March 24, 2012

Zaitouny Bay

The board walk, restaurants on the right, boats on the left

Summer is on its way and Beirut has a new venue to explore; Zaytouni Bay. It is a 20,000 m2 waterfront project right in the heart of Beirut that only recently opened its doors. It’s a really fancy development, surrounded by hotels, with some 17 restaurants, a marina filled with yachts and a board walk (of real wood, a rare commodity in this town).


I must say that the whole construction of the place, although I drove by it about 5 times a week, totally passed me by until it was finished and up and running. My daughter was invited to a birthday party there, and so I went. You enter the site through an underground parking (one which I fear will flood during a serious storm), but when you come out, it’s a rather bizarre experience, since you basically step out of Beirut and into some other Mediterranean port in France.

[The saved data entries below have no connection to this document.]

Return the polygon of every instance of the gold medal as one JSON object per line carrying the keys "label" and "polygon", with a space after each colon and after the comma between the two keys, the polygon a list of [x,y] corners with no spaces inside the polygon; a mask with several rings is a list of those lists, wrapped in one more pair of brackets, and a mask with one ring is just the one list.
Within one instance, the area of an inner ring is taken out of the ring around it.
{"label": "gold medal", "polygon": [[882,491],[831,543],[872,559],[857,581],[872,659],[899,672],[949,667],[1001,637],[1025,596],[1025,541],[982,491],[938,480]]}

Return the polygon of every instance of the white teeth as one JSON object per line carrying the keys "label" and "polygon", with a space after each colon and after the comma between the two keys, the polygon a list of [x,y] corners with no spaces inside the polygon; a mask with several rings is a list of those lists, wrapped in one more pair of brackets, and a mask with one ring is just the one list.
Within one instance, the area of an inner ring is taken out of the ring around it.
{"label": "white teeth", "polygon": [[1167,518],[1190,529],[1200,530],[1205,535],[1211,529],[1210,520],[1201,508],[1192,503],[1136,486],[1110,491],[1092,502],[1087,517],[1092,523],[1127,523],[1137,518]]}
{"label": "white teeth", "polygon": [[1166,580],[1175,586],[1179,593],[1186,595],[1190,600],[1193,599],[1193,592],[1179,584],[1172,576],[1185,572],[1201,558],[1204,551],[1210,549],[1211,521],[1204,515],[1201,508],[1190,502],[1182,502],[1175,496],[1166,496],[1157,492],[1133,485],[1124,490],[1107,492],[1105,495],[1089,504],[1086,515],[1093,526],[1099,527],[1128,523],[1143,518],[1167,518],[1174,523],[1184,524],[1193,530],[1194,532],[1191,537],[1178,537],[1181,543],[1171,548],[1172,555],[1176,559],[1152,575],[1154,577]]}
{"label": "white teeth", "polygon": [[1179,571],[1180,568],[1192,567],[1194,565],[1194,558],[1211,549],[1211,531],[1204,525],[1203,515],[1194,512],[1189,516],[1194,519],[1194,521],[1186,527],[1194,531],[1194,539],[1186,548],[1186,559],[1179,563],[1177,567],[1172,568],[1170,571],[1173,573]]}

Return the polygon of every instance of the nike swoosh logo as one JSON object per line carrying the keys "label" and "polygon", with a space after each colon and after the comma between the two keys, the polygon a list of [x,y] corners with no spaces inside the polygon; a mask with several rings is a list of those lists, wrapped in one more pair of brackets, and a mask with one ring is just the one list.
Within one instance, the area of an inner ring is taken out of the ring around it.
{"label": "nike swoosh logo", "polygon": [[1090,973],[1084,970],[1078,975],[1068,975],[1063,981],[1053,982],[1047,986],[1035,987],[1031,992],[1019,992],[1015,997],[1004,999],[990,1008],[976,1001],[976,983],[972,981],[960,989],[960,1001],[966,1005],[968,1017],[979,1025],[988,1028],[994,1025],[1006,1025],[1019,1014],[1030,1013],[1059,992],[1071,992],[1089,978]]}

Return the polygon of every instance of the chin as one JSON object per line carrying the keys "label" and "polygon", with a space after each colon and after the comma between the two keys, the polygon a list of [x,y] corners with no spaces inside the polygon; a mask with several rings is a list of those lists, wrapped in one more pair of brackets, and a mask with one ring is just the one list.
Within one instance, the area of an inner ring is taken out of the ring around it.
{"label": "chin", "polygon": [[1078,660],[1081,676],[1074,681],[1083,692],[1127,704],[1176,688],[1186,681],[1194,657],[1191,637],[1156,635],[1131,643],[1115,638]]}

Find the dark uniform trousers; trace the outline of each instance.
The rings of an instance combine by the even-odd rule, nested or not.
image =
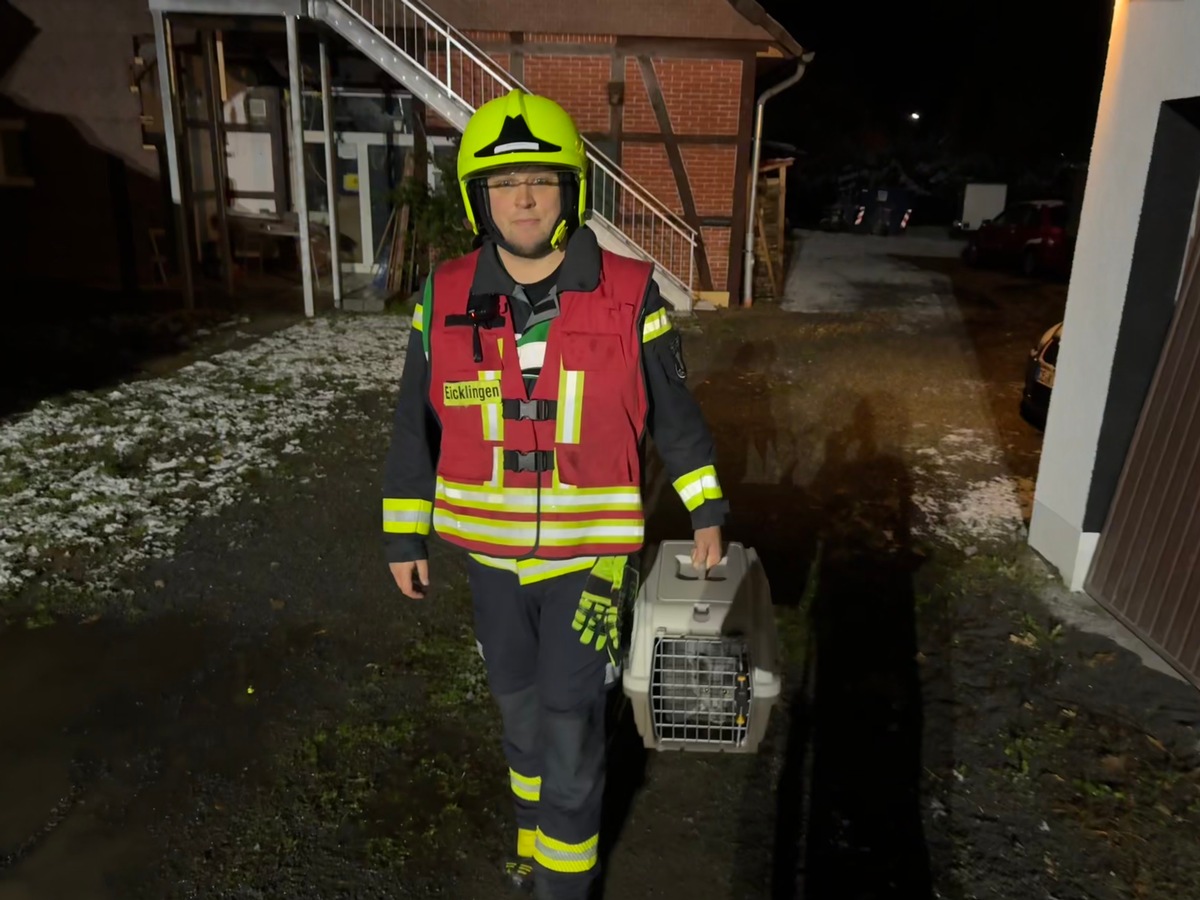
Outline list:
[[[608,662],[571,628],[588,572],[521,585],[469,560],[468,576],[517,827],[536,835],[537,896],[585,900],[599,875]]]

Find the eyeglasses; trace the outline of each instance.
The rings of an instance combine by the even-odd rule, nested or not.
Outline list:
[[[521,188],[528,186],[534,193],[547,193],[557,190],[560,182],[557,175],[530,175],[528,178],[515,178],[510,175],[496,176],[487,180],[487,189],[493,194],[515,194]]]

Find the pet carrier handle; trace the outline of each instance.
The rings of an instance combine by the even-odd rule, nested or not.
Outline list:
[[[724,581],[728,564],[729,557],[726,556],[712,568],[697,569],[690,556],[676,556],[675,577],[679,581]]]

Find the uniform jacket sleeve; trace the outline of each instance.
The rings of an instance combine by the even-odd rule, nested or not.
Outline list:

This could be any French Mediterranean town

It is un-Beirut-like to me; too civilized and in shape. I have never known the pre-war Beirut, and sometimes wonder whether stories of the ‘Paris of the Middle-East’ are the figments of imagination of a people that went from a civilized place to a dump in less than a generation.

But an elderly lady I was with, assured me that this is how it used to be. We’re talking pre-war Lebanon, when it was in the late sixties, early seventies. And if you look at pictures of the old days, it does look real (go to the beach ones).
However, amidst all these fancy one-million dollar yachts (or more), there is the St. George Hotel in its former glory; as I remember Beirut. The place is standing there just as burnt out as it did in 1975, when militias, in one of their first act of destruction,  set the place on fire.

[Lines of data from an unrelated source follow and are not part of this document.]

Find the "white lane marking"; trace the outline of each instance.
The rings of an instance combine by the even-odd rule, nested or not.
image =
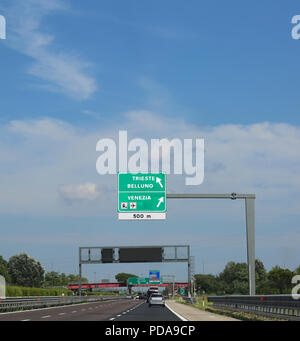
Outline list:
[[[30,321],[30,319],[26,319],[26,320],[21,320],[21,321]]]
[[[110,302],[118,302],[120,300],[112,300]],[[106,301],[102,301],[101,303],[106,303]],[[81,303],[74,303],[71,305],[85,305],[85,304],[96,304],[98,302],[81,302]],[[103,307],[104,305],[101,304],[101,306]],[[36,312],[39,310],[50,310],[50,309],[60,309],[60,308],[66,308],[68,307],[67,305],[61,305],[61,306],[53,306],[53,307],[48,307],[48,308],[38,308],[38,309],[27,309],[27,310],[17,310],[17,311],[7,311],[6,313],[0,313],[0,316],[2,315],[11,315],[11,314],[25,314],[25,313],[30,313],[30,312]]]
[[[114,320],[117,319],[118,317],[120,317],[120,316],[122,316],[122,315],[124,315],[124,314],[126,314],[126,313],[128,313],[128,312],[130,312],[130,311],[132,311],[132,310],[134,310],[134,309],[136,309],[136,308],[138,308],[138,307],[140,307],[140,306],[141,306],[142,304],[144,304],[144,303],[145,303],[145,302],[142,302],[142,303],[136,305],[135,307],[133,307],[133,308],[127,310],[127,311],[124,311],[123,313],[121,313],[121,314],[119,314],[119,315],[116,315],[116,317],[114,318]],[[112,320],[110,319],[110,321],[112,321]]]
[[[58,315],[66,315],[66,313],[60,313],[60,314],[58,314]]]
[[[181,321],[188,321],[186,318],[184,318],[183,316],[181,316],[180,314],[176,313],[176,311],[174,311],[173,309],[171,309],[168,304],[166,303],[165,306],[177,317],[180,318]]]
[[[42,319],[46,319],[46,318],[48,318],[48,317],[51,317],[51,315],[42,316],[41,318],[42,318]]]
[[[74,314],[74,313],[77,313],[77,310],[73,310],[73,311],[72,311],[72,314]]]
[[[115,317],[112,317],[111,319],[109,319],[109,321],[113,321],[113,320],[115,320],[116,318]]]

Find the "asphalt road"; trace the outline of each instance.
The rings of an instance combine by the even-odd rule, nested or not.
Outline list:
[[[180,321],[167,307],[115,300],[0,314],[2,321]]]
[[[181,321],[167,307],[152,306],[149,308],[145,301],[142,301],[132,310],[125,311],[110,318],[111,321]]]
[[[2,321],[107,321],[141,302],[115,300],[0,314]]]

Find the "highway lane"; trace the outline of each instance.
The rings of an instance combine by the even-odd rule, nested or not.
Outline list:
[[[2,321],[107,321],[112,316],[141,304],[138,300],[118,299],[0,314]]]
[[[109,319],[110,321],[181,321],[181,319],[172,313],[167,307],[152,306],[143,301],[136,307],[122,314],[117,314]]]

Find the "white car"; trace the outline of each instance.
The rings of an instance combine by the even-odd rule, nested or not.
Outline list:
[[[165,307],[165,298],[162,294],[153,293],[149,298],[149,308],[153,305],[161,305]]]
[[[149,290],[147,291],[147,303],[149,303],[150,296],[152,294],[158,294],[158,288],[157,287],[150,287]]]

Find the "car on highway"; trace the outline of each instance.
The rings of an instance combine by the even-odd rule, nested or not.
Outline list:
[[[147,291],[147,303],[149,303],[149,298],[152,294],[158,293],[158,287],[150,287]]]
[[[149,297],[149,308],[152,307],[153,305],[161,305],[165,307],[165,298],[162,294],[160,293],[153,293]]]
[[[144,300],[146,298],[146,295],[145,294],[138,294],[137,297],[139,300]]]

The St. George (pre-war photo) and the current marina

I am glad though that the St. George Hotel is holding out against all this perfection. The current owner of St. George is upset with the development company Solidere, which holds the Zaitouny Bay Marina, and refuses/is not allowed to rebuild the hotel. Depending on who you talk to, it’s the other side’s mistake, but it in the end it is all about money. And so the Battle of the St. George Hotel continues.
 kind of like it this way; everything all new and fancy and shiny, and then this shot-through-blown –up-burnt-out-skeleton of a Beirut icon. A humble reminder.

The current St. George

1 comment:

muhasebe programı said...

Thanks for sharing, I love reading you should post more often...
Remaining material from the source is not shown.